Um die Durchführung vollkommen abzusichern, setzte das Engineering-Team von Tagading auf bewährte architektonische Schutzmechanismen:

  • Entkoppelte Multi-Tenant-Architektur: Anstatt unübersichtliche Fallunterscheidungen in die bestehende Datenbank einzufügen, wurden die Kernservices der Anwendung sauber in getrennte Mandanten-Konfigurationen strukturiert. Jede Universität behält ihre eigenen Dashboards, Statusverwaltungen und Check-in-Workflows.
  • Schnittstellen-Härtung & Compliance: Wir aktualisierten die Daten-Pipelines zur Validierung der Online-Self-Assessments und implementierten die zwingend vorgeschriebene Statistik Austria bPK 2.x API, wodurch die gesetzliche Meldepflicht ohne Beeinträchtigung des Bewerber-Flows erfüllt wurde.
  • Das 4-stufige Staging-Sicherheitsnetz: Bevor der Code in die Produktivumgebung der MedUni Graz eingespielt wurde, wurde das Beta-Release in einer separaten Testumgebung auf der Tagading Cloud bereitgestellt.

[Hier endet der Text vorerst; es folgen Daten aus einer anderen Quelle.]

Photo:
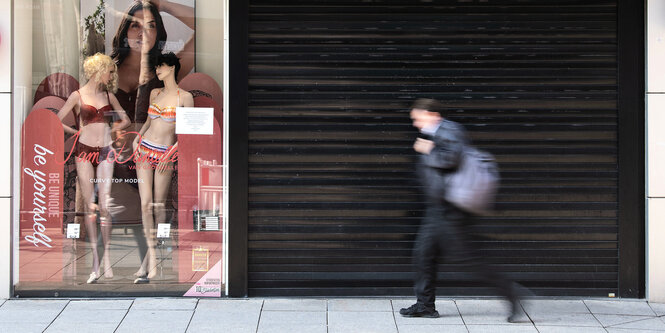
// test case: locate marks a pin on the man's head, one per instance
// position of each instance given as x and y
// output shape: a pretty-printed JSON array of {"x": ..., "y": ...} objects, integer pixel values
[{"x": 425, "y": 113}]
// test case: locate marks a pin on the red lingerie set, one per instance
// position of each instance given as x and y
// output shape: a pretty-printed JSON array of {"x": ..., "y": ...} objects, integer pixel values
[{"x": 89, "y": 115}]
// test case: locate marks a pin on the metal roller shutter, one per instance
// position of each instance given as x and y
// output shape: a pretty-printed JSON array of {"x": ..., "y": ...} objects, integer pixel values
[{"x": 333, "y": 202}]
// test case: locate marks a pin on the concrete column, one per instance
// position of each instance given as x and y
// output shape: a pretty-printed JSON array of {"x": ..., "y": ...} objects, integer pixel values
[
  {"x": 655, "y": 117},
  {"x": 5, "y": 147}
]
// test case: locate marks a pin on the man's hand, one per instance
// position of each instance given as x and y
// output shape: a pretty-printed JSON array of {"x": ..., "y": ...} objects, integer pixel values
[{"x": 423, "y": 146}]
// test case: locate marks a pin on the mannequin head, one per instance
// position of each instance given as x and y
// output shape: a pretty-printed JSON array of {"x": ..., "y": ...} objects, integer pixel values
[
  {"x": 166, "y": 62},
  {"x": 102, "y": 69},
  {"x": 134, "y": 23}
]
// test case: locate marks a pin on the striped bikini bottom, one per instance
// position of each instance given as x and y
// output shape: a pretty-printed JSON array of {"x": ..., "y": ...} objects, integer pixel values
[{"x": 152, "y": 152}]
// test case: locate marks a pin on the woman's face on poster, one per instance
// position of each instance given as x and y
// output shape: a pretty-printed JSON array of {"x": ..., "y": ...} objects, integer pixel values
[{"x": 142, "y": 30}]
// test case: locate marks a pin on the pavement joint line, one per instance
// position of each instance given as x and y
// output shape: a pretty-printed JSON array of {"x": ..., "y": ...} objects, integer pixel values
[
  {"x": 258, "y": 322},
  {"x": 634, "y": 321},
  {"x": 56, "y": 316},
  {"x": 192, "y": 316},
  {"x": 594, "y": 315},
  {"x": 125, "y": 316},
  {"x": 392, "y": 307}
]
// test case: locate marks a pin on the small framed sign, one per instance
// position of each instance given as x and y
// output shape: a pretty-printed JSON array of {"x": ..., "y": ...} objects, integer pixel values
[
  {"x": 73, "y": 230},
  {"x": 163, "y": 230}
]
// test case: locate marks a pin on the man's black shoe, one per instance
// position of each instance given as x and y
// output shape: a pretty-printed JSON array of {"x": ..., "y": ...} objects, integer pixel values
[
  {"x": 515, "y": 312},
  {"x": 419, "y": 310}
]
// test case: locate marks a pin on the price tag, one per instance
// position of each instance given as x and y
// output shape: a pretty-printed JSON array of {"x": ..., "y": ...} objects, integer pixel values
[
  {"x": 163, "y": 230},
  {"x": 73, "y": 230}
]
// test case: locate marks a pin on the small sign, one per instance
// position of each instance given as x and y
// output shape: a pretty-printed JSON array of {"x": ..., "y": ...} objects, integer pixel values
[
  {"x": 212, "y": 223},
  {"x": 200, "y": 260},
  {"x": 210, "y": 285},
  {"x": 191, "y": 120},
  {"x": 73, "y": 230},
  {"x": 163, "y": 230}
]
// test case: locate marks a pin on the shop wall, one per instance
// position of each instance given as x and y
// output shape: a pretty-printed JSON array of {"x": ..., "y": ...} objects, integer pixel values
[
  {"x": 655, "y": 98},
  {"x": 5, "y": 146}
]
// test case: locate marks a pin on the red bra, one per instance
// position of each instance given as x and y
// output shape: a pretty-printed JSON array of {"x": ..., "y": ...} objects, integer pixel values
[{"x": 90, "y": 114}]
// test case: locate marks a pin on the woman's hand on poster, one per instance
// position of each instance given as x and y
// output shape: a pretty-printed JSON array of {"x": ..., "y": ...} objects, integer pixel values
[{"x": 135, "y": 143}]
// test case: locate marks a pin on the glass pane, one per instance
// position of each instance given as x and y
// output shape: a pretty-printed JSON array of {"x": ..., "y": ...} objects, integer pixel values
[{"x": 121, "y": 150}]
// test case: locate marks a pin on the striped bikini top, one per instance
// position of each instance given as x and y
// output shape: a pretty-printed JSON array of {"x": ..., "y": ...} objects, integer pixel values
[{"x": 167, "y": 113}]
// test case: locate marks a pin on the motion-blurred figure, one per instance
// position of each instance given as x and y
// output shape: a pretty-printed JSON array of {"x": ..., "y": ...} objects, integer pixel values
[{"x": 444, "y": 229}]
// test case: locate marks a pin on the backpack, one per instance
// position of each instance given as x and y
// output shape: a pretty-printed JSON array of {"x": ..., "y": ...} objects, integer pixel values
[{"x": 473, "y": 186}]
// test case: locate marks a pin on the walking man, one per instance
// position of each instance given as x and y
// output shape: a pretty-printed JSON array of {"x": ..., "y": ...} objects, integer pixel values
[{"x": 444, "y": 229}]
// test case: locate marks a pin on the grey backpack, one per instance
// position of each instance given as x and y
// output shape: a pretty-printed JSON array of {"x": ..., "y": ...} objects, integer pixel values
[{"x": 473, "y": 186}]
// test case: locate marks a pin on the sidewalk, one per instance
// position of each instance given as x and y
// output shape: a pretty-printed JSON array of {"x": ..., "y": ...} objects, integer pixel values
[{"x": 334, "y": 315}]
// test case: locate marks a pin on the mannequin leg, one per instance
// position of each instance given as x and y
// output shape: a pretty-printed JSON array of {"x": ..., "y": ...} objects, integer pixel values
[
  {"x": 161, "y": 191},
  {"x": 85, "y": 173},
  {"x": 105, "y": 172},
  {"x": 144, "y": 173}
]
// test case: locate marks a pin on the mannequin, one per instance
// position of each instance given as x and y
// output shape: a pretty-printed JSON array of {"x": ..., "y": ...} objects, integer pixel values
[
  {"x": 94, "y": 106},
  {"x": 155, "y": 147}
]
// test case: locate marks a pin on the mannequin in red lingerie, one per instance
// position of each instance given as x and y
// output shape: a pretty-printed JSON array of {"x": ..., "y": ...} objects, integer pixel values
[{"x": 95, "y": 106}]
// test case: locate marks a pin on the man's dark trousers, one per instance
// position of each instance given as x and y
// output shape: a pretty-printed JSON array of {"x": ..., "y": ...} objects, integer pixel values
[{"x": 444, "y": 232}]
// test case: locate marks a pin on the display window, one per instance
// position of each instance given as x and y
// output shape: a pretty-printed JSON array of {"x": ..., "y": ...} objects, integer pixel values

Dort konnten die Stakeholder der Universität die User Acceptance Tests (UAT) mit anonymisierten Testdaten gefahrlos durchführen.

4. Das Ergebnis: 100 % Sicherheit, 0 % Drama

Am 30. Januar 2026 lieferte Tagading die fertiggestellte, auf Herz und Nieren geprüfte Multi-Tenant-Plattform des ANV-Webtools ab, pünktlich im Zeitplan, exakt im vereinbarten Rahmen und bereit für den Go-Live.

Da die Erweiterung als evolutionäres Upgrade eines bestehenden digitalen Assets umgesetzt wurde, blieben auch die kommerziellen Rahmenbedingungen vollkommen transparent und planbar:

  • Fixpreis-Investition: Die gesamte Multi-Tenant-Erweiterung, inklusive Spezifikation, Entwicklung, Schnittstellentests und Releasemanagement, konnte dank Evolutionärer Architektur für einen langjährigen Kunden äußerst preiswert umgesetzt werden.
  • Angepasste Subscription: Um dem erweiterten, universitätsübergreifenden Betriebsaufwand gerecht zu werden, wurde die laufende „Sorgenfrei“-Monatsrate angemessen angepasst. Damit bleiben auch in Zukunft 100 % der laufenden Wartung, Sicherheits-Updates, das Hosting-Monitoring und der Support für alle beteiligten Institutionen abgedeckt.

Die MedUni Graz erfüllte die gesetzlichen Vorgaben Monate vor dem eigentlichen Prüfungstermin im Juli 2026. Sie musste dafür keine spezialisierten Inhouse-Cloud-Architekten einstellen, hat ihr Budget nicht überstrapaziert und neuen technischen Schulden vermieden.

5. Das Fazit für Entscheider

Gesetzliche Auflagen und Marktveränderungen werden etablierte Unternehmen und öffentliche Institutionen auch in Zukunft herausfordern. Der Unterschied zwischen einer organisatorischen Krise und einem routinemäßigen Update liegt maßgeblich in Ihrer Software-Architektur und Ihrem Partner-Modell.

Wenn Ihre Individualsoftware als Evolutionäres System gebaut ist und von einem Partner betreut wird, der die 100 %ige Verantwortung für den Lebenszyklus übernimmt, verliert der Wandel seinen Schrecken. Er wird zu einem weiteren, sorgenfreien Meilenstein einer kontinuierlichen Evolution.